В пять минут одевшись и побрызгав на лицо холодной колодезной водой, Прохоров схватил сумочку Веры, ничего не замечая на пути, забывая здороваться с уже знакомыми стариками, спозаранок вышедшими сидеть на своих уличных скамейках, бегом бросился к пристани… Веры на причале не было.
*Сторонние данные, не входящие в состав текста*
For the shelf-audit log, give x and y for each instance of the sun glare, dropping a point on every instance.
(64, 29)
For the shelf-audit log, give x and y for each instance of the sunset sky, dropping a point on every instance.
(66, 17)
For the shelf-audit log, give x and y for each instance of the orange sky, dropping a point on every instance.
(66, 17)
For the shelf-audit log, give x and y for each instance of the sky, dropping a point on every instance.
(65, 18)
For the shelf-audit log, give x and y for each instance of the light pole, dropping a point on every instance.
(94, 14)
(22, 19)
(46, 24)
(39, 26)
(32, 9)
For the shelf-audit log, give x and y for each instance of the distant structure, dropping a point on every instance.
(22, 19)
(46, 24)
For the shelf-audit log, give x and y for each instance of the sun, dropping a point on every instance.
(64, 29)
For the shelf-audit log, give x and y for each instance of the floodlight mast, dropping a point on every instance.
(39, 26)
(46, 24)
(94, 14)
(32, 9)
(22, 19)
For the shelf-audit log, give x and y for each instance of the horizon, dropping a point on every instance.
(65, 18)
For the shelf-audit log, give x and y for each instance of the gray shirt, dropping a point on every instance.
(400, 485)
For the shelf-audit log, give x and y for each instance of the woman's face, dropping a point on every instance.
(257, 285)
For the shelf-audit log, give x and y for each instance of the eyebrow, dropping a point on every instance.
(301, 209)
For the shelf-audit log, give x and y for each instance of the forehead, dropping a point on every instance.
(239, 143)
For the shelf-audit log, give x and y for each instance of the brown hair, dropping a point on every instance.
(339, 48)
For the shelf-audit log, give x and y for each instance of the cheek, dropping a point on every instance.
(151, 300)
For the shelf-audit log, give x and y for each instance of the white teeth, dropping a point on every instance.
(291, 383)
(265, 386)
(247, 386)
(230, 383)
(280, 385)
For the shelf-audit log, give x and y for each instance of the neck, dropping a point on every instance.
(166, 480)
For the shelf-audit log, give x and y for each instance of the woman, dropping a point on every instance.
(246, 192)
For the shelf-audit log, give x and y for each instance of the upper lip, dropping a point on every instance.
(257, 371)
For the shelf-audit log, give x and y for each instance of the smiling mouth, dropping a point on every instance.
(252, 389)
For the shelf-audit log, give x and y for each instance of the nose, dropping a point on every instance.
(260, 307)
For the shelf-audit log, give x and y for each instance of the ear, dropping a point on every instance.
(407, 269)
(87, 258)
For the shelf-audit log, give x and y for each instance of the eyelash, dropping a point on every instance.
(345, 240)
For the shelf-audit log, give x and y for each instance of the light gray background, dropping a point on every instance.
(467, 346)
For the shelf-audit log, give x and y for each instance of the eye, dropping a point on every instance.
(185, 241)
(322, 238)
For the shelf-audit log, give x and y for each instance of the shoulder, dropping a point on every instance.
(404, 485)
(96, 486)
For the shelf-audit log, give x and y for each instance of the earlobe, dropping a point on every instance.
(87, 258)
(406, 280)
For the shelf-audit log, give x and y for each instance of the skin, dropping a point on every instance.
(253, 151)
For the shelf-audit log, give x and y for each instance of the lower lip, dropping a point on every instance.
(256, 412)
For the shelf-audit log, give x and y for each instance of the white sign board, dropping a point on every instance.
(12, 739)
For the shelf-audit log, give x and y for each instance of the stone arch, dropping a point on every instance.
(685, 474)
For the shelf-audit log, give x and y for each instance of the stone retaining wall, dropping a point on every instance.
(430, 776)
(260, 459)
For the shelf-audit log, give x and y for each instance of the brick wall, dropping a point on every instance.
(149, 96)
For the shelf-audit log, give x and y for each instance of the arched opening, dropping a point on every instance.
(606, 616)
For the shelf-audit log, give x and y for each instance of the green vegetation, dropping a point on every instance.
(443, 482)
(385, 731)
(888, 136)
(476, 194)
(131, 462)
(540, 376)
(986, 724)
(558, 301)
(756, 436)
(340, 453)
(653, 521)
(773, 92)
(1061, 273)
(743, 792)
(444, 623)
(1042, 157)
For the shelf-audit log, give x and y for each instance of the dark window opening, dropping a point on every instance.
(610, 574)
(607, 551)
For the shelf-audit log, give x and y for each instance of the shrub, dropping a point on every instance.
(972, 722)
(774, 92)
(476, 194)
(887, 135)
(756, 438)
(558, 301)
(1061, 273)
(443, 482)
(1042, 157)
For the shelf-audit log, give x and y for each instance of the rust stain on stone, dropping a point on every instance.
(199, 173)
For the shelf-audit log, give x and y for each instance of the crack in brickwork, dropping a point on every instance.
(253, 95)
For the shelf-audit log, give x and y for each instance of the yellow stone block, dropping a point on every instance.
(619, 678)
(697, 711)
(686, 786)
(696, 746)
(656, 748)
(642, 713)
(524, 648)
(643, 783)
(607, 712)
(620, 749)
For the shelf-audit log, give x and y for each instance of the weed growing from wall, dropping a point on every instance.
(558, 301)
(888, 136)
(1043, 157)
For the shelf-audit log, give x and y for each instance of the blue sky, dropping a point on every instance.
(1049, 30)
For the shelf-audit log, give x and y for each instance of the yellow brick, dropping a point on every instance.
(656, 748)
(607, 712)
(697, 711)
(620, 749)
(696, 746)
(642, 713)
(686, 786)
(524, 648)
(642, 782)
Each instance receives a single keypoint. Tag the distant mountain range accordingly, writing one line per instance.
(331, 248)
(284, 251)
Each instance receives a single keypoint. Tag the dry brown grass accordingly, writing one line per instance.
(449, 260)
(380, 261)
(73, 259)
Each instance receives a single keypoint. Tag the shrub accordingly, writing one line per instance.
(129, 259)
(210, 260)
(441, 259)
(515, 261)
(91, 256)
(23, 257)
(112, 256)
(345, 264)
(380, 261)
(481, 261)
Здесь возился с канатами начальник пристани, три женщины в теплых головных платках сидели на мешках, тонкая черноволосая девушка стояла у кромки воды, парень в дымчатых очках дремал, а вот Веры не было, хотя уже на длинном прямом плесе Оби точечкой был заметен самый ранний пароход «Пролетарий». Сообразив, что за ночь других пароходов, идущих до Ромска, не было и не могло быть, Прохоров только для самого себя, для того, чтобы успокоиться, крикнул начальнику пристани:
— Иван Спиридонович, а сегодня после двух часов ночи были посудины вверх?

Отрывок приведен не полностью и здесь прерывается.